Depending on your number of packages, this might take 30-60 minutes. There is a progress bar. You can go get a coffee or do some other work while this is running, or head home.

16.3 Checking the new library path

When all of the installation is complete, you can check your work.

You can check the new library path with .libPaths(). This should now point to the new library folder for the new version of R. If you have multiple library paths, the first one is the one that will be used for installing packages. It should look something like /Library/Frameworks/R.framework/Versions/4.4-arm64/Resources/library"
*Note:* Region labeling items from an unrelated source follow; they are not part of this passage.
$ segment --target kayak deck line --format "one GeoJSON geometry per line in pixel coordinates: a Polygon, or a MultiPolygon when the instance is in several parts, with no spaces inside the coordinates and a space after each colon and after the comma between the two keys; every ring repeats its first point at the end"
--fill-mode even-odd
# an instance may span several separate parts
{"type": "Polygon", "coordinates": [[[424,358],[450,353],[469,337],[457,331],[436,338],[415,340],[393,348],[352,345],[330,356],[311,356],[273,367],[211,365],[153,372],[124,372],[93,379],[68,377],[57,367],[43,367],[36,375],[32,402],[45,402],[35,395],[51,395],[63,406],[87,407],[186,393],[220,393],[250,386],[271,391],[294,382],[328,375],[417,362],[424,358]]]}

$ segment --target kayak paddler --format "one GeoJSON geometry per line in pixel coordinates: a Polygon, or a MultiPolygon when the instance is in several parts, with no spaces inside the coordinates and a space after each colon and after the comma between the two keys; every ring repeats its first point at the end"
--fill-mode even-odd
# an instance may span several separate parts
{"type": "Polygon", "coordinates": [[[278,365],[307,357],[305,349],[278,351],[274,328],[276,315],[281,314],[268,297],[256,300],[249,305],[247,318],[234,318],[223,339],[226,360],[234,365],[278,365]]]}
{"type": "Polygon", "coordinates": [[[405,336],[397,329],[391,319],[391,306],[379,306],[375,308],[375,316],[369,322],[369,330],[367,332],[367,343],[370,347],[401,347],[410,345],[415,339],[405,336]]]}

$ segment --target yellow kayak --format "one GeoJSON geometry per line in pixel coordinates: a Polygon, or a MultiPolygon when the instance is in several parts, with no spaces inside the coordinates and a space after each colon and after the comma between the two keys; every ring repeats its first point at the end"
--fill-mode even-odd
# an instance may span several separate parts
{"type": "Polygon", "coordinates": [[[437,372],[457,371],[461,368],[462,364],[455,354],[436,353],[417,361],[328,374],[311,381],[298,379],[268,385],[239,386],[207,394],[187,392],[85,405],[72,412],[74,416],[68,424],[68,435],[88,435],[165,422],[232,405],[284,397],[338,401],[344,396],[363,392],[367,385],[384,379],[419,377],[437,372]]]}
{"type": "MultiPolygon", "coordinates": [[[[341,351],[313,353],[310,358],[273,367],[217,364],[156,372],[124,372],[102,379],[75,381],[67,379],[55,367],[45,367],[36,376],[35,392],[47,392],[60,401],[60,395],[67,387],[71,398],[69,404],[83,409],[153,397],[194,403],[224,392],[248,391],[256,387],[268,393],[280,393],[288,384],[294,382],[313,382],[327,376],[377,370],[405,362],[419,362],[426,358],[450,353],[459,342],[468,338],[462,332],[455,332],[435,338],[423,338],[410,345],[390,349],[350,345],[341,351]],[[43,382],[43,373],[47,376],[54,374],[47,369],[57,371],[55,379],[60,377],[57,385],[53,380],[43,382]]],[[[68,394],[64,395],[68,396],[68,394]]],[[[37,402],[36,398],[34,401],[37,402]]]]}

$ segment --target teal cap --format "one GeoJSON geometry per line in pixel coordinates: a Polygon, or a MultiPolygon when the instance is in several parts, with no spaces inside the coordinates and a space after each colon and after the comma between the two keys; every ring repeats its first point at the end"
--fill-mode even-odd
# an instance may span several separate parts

16.4 Now Check your list of Packages

You should also review the Console text for errors or problems. You may find you need software packages external to R, or that you have tried to install some packages that are not on CRAN. Many packages that are not on CRAN are ones that you may have previously installed from Github or BioConductor.

Note these by making a list of packages left to be installed, and install those from GitHub with remotes::install_github("username/packagename). As one example, you can install the development version of the {medicaldata} package from github with remotes::install_github("higgi13425/medicaldata). Note that the stable version is available on the CRAN repository.

You may have similar issues with packages installed from BioConductor, which requires you to use BiocManager::install("packagename").

Once you have completely installed your packages, check your work by running installed.packages() again. You should see a full list of your packages, and you are updated and ready to go!

16.5 Updating Packages

If all of your current important projects are protected with an {renv} snapshot, this is probably a good time to update your tools (packages).

You can do this easily within RStudio with the menu commands Tools/Check for Package Updates. Select All, and let the updates begin. You will usually want to compile the newest version from source code, rather than a recent version from binaries.

If you have problems with updating packages, check the troubleshooting guide at Chapter 12.1.2, Problems with Installing Packages.